Er war es auch, der mir erzählte, auf welcher Insel ich gelandet war. Und ich beschrieb ihm ganz genau unseren Park, denn ich hatte großes Heimweh. Davon war er so angerührt, dass er sich dazu bewegen ließ, mit mir zusammen - diesmal im Handgepäck - nach Deutschland zurückzukehren. Ja, und hier im Eschenburgpark gründeten wir eine Familie. Ich fand an seiner Seite mein Selbstbewusstsein wieder. Besonders ehrte es mich, dass Großvater das Fehlen meines Schwanzes als eine Besonderheit empfand. Ich gebar neun Junge, darunter Hörnis Mama, die ihrem inzwischen verstorbenen Vater sehr ähnelt."

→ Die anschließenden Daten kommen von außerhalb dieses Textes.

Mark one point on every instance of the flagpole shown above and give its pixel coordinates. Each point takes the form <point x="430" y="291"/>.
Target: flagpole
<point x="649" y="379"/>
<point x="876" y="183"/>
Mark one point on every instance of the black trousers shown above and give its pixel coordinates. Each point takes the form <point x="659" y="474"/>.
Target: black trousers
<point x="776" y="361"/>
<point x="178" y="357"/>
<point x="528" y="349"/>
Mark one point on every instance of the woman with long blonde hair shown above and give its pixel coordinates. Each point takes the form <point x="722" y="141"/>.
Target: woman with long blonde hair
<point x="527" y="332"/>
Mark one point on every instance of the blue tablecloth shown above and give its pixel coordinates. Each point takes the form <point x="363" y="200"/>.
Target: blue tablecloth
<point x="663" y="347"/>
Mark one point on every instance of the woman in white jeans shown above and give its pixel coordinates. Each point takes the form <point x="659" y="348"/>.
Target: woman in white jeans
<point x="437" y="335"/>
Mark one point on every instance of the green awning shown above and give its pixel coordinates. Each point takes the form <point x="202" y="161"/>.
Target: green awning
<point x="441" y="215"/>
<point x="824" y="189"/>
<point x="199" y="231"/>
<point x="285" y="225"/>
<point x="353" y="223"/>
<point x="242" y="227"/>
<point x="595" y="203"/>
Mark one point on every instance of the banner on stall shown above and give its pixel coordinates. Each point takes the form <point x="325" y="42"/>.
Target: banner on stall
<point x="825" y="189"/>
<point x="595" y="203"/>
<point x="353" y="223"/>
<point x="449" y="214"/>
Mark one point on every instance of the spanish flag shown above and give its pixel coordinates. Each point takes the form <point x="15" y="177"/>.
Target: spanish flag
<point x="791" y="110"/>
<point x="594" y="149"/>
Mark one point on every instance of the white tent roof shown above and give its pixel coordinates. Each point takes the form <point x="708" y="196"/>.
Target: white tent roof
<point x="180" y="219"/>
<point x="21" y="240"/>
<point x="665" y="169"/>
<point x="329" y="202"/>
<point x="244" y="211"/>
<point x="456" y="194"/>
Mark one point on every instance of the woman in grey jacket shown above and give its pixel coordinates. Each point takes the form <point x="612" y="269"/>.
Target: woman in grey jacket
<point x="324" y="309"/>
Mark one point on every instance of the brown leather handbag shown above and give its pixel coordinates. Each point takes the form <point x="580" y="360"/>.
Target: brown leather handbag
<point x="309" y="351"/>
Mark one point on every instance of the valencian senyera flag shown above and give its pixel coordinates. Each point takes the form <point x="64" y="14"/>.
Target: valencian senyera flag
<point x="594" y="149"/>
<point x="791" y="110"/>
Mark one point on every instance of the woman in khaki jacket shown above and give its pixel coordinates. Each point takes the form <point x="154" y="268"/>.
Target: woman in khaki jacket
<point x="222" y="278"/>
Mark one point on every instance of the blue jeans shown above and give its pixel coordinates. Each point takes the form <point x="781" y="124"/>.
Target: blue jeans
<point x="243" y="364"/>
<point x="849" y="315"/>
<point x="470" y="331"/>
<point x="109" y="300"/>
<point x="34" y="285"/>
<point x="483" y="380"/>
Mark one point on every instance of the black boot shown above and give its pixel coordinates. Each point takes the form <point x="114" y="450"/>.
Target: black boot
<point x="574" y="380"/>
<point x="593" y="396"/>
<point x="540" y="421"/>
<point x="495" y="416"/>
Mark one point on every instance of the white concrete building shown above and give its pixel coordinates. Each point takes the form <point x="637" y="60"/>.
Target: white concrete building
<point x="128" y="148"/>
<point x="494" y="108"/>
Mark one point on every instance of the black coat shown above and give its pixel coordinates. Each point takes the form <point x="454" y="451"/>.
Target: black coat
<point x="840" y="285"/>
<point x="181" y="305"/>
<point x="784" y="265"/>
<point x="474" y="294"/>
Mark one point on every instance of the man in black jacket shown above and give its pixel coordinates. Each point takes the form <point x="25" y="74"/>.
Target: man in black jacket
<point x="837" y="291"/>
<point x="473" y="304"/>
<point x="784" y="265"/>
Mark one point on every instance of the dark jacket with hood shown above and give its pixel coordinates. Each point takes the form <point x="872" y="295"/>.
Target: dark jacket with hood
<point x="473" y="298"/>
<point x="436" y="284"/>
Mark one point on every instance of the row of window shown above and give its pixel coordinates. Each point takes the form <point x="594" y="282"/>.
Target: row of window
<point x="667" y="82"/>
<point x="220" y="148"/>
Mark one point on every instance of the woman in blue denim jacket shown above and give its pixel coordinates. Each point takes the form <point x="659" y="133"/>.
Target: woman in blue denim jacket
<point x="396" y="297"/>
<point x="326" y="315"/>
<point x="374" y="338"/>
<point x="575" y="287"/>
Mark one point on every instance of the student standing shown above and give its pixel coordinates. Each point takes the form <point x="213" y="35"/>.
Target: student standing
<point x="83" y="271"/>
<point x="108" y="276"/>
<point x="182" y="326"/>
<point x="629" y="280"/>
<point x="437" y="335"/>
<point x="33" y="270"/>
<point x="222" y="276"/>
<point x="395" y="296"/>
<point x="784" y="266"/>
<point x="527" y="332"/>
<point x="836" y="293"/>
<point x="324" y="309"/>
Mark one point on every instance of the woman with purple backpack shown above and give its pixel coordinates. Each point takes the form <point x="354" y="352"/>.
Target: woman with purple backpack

Hier muss Großmutter sich in ein großes Ahornblatt schneuzen, und eine ganze andächtige Minute lang nimmt sich niemand Nutella.
"Und ich?" fragt Hörni schließlich, ähnele ich ihm auch?"
"Nein", sagt Großmutter, "du siehst aus wie ein richtiges Eichhörnchen - jedenfalls wenn du gerade keine gefärbten Haare hast. Aber immerhin bist Du ein Viertel Murmeltier."